17-Jähriger im Koma: Jugendliche üben Selbstjustiz
Jugendliche gehen auf Kioskbetreiber los. Ihm werden zu Unrecht Vorwürfe gemacht, betont die Polizei.
Krefeld. Nach dem Beinahetod eines 17-Jährigen an der Dieselstraße ist ein Kioskbesitzer von Bekannten des Jugendlichen als Schuldiger ausgemacht worden. Sie glauben offensichtlich, dass ein Angriff des 54-Jährigen zum Herzstillstand bei dem Jungen geführt habe, und gingen am Samstagabend unter anderem mit einem Totschläger in dessen Kiosk auf den Mann los. Sie beschädigten Teile der Einrichtung, trafen den Mann mit dem Totschläger aber auch am Arm. Zwei Mädchen sollen in dem Kiosk gewesen, zwei weitere Personen draußen Schmiere gestanden haben. Als die Polizei eintraf, waren die Angreifer zwar weg. Es konnten aber Zeugen befragt werden, so dass die Polizei sicher ist, die Täter zu fassen.
Die Ermittler betonen, es gebe keinen Hinweis darauf, dass der 54-Jährige im Zusammenhang mit dem lebensbedrohlichen Zustand des 17-Jährigen steht, der unter einer Herzerkrankung leidet. Die Auseinandersetzung, nach der der Jugendliche am Freitagabend an der Dieselstraße bewusstlos zusammengebrochen ist, war laut Polizei wesentlich harmloser, als bislang angenommen. Demnach wurde er überhaupt nicht geschlagen. Dies hat eine umfangreiche ärztliche Untersuchung ergeben. „Es gab eine verbale Auseinandersetzung. Allenfalls kann man von einer Rangelei sprechen“, sagte Polizeisprecher Wolfgang Weidner der WZ.
Dem Streit war laut Polizei eine sich zuspitzende Auseinandersetzung vorausgegangen, die nach Stunden eskalierte. Demnach soll sich der 17-Jährige mit einer Gruppe von Freunden bereits ab dem späten Nachmittag vor dem Kiosk aufgehalten und Alkohol getrunken haben.
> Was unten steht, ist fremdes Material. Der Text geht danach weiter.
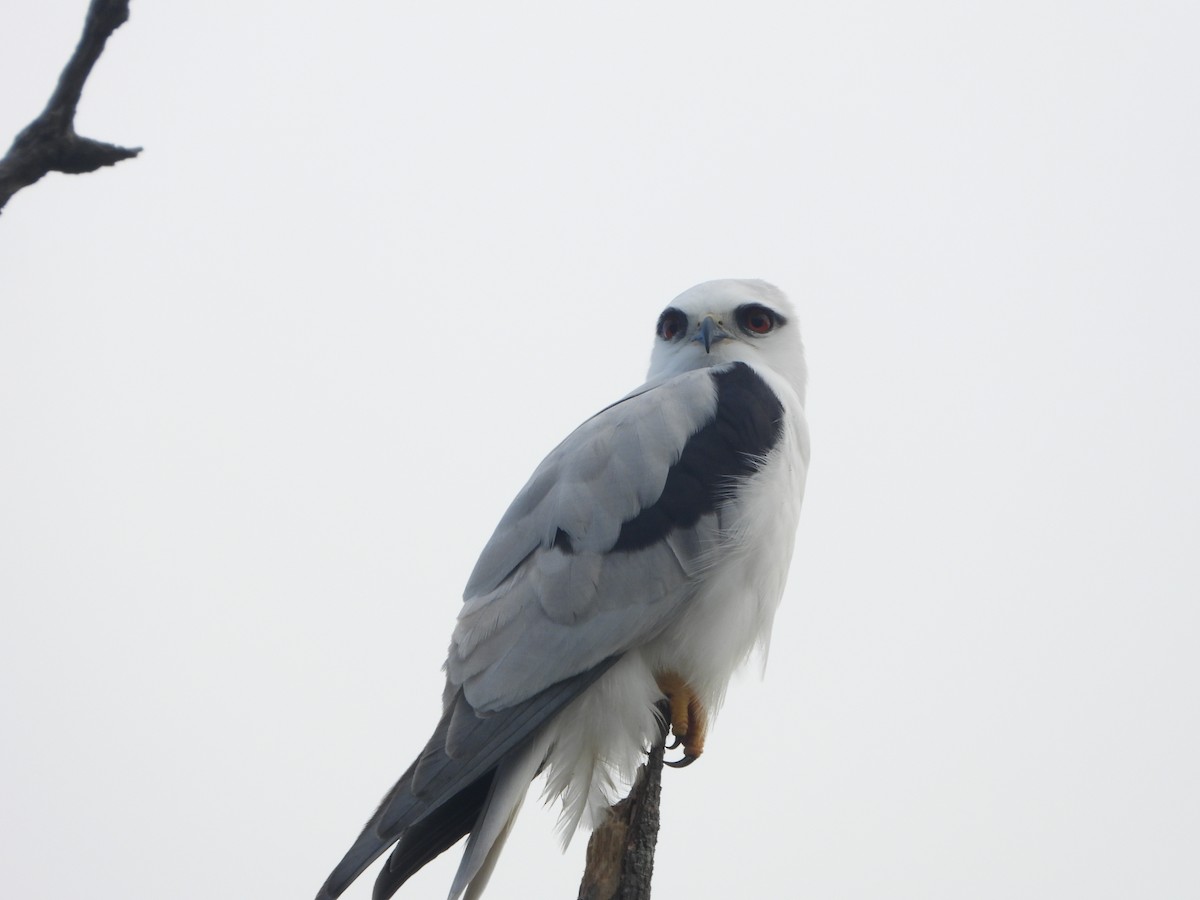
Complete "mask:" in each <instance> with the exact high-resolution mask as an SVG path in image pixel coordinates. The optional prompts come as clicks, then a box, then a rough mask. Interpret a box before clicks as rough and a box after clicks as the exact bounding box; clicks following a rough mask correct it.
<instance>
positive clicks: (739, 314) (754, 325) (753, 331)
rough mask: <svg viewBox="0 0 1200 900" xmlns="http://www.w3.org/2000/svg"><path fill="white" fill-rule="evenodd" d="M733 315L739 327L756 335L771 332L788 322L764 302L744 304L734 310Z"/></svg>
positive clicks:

Bis in den Abend hinein wurde gezecht — nach Polizeiangaben immer wieder mit dem Hinweis des Kioskbetreibers, nicht so laut zu sein, damit Anwohner und Kunden nicht vergrault werden.
Als dann Flaschen auf einem Auto abgestellt wurden und der 17-Jährige nach Darstellung Weidners auch noch eine Flasche zerschlagen habe, platzte dem 54-Jährigen der Kragen: Er rief die Polizei. Weidner versichert, dass nach aktuellem Ermittlungsstand kein Schlag erfolgt sei. Der 17-Jährige habe sich aber mit einer Scherbe in den rechten Daumen geschnitten. „Das ist die einzige Verletzung, die festgestellt werden konnte“, so der Polizeisprecher. Denkbar sei, dass er sich mit der blutenden Verletzung ins Gesicht gefasst habe und dies von Zeugen später als Schlagverletzung bewertet wurde.
Laut einer Zeugin, die den 17-Jährigen gut eine halbe Stunde später leblos neben einem Wohnhaus an der Dieselstraße aufgefunden hat, habe der Jugendliche Zeichen einer körperlichen Misshandlung gezeigt. Der Schädel sei geschwollen gewesen, wie durch Tritte gegen den Kopf. Zudem sei ihm die Mütze tief ins Gesicht gezogen worden. Der Rettungsdienst musste den Jungen wiederbeleben. Er liegt im Klinikum in einem künstlichen Koma.
Hinweise von Zeugen, wonach es zwischen dem Kioskbesitzer und dem 17-Jährigen zu einer weiteren Auseinandersetzung kam, in der dem Jugendlichen die Schläge versetzt worden sind, konnte die Polizei nicht bestätigen: „Der 54-Jährige wurde zu Hause von einem Bekannten angerufen und auf den Rettungsdiensteinsatz aufmerksam gemacht. Erst da hat er den Jugendlichen wiedergesehen“, so Weidner.